Sama seperti kapitalisme, kita menyadaari bahwa perubahannya berangsur-angusur
dari zaman feodalimse, kolonialisme,
revolusi industri hingga hari ini. Dan perubahan dari satu zaman ke
zaman baru dipengaruhi oleh satu zaman sebelumnya hingga berakhir pada pengakumulasian
kapital di segelintir orang.
Kemudaian kita juga telah melihat kontradiski-kontradiksi dalam
sejarah kapitalisme. Kontradiksi di tiap zaman tidak akan lahir jika tidak didukung
oleh sistem kapitalisme. Sama seperti kontradiksi perubahan keseimbangan dari
air menjadi uap tidak akan ada jika tidak ada api. Jadi ada satu kesatuan dua
element dalam satu kontradiksi. Kita tidak akan memahami proletariat jika tidak
ada borjuasi dan sebaliknya. Pertentangan antara keduanya tidak terjadi dalam
ruang vakum, melainkan ada secara nyata di masyarakat.

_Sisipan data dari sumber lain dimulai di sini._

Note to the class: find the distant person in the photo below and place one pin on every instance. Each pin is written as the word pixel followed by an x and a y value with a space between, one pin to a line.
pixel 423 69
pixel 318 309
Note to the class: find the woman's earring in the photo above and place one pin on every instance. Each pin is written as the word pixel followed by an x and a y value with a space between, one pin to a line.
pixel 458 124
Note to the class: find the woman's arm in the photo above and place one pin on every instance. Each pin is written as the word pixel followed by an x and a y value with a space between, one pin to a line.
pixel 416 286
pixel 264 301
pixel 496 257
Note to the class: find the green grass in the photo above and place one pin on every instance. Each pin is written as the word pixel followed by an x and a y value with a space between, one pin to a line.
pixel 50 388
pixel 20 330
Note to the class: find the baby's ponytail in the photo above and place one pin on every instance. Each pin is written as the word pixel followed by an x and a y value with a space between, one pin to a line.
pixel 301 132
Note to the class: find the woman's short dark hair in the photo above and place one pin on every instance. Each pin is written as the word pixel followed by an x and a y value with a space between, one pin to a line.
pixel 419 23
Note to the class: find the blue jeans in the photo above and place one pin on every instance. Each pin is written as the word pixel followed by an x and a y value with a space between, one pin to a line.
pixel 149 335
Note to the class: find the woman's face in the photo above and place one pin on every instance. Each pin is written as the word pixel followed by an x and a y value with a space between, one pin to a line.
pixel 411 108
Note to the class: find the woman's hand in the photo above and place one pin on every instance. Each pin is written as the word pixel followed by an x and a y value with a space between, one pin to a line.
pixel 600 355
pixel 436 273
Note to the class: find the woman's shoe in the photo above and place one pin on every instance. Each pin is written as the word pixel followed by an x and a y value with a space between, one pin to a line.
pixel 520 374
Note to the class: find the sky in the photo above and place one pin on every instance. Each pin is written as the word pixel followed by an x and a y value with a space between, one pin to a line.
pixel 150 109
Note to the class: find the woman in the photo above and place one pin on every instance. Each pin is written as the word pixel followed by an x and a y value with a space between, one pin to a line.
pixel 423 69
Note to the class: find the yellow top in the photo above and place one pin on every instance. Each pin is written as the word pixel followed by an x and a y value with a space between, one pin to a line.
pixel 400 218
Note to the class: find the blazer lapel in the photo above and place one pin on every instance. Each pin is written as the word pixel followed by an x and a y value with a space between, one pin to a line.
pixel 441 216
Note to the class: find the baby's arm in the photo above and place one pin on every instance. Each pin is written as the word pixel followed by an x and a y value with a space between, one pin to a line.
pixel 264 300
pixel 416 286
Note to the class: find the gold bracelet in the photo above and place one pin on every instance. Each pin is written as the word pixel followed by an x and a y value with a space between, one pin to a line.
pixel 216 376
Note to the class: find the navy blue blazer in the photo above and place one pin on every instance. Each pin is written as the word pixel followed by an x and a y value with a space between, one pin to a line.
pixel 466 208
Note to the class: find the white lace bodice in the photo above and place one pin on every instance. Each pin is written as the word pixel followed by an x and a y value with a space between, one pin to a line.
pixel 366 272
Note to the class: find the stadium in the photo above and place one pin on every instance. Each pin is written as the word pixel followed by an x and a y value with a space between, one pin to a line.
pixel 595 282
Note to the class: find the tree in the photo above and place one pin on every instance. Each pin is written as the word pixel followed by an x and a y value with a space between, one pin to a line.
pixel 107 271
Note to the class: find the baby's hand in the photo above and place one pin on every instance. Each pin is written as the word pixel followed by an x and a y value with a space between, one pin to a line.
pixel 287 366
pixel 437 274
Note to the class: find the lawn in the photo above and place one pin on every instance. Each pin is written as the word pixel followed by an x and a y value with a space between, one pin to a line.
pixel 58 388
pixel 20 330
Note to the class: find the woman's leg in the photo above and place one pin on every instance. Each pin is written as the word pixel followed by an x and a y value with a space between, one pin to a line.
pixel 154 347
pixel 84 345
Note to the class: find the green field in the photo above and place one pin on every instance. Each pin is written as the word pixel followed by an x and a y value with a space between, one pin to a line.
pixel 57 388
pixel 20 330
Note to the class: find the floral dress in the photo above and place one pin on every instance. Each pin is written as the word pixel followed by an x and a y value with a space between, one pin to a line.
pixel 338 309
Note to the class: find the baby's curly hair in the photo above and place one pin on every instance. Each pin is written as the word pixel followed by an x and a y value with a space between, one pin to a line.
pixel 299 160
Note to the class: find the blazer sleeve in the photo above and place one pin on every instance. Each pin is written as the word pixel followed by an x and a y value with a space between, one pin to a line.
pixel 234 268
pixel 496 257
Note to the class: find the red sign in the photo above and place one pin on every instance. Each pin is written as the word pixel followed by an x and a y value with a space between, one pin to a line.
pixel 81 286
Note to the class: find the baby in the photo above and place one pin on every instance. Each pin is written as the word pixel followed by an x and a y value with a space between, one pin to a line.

Kontradiksi tersebut, didukung oleh infrastruktur ekonomi,
infrastruktur ekonomi yang dan tak terbatas yang mencakup semua nilai: baik,
buruk, jahat, moral dll dikelompokan dalam satu kesatuan, yakni suprastruktur. Suprastruktur
sebagai satu kesatuan yang besar disusun oleh infrastruktur ekonomi. Sehingga
surpastruktur dengan demikian tergantung apa infrastruktur ekonominya. Di masa
kini, ekonomi sudah bangun atas ‘supporting
system’ mendukung’ pengakumulasian. Maka tidak heran jika nilai
suprastruktur kita seperti apa yang baik dan yang buruk berangkat dari
pengandaian-pengandain naif inftrastruktur ekonomi . Seperti hak kepemilikan
properti rivat dll, sehingga ada yang memiliki dan tidak memiliki. Sayangnya
pola seperti dilegalkan oleh hukum, filsafat dll.
Kita harus menyadari bahwa meskipun suprastruktur
dipengaruhi oleh infrasntruktur, tidak selama hubungan antara keduanya selalu
melalui asas kausalitas. A selalu melahirkan B misalnya dalam logika kausalitas,
B disebabkan oleh A. Tapi dalam dialektika kasusnya tidak selalu seperti itu. Dalam
kontes ini, infrastruktur memang dipengaruhi oleh suprastruktur, tapi dia
memiliki kekuatan yang justru mampu mengubah infrastruktur. Kejadian ini bisa
kita lihat pada revolusi negara kapitals menjadi negara sosialis.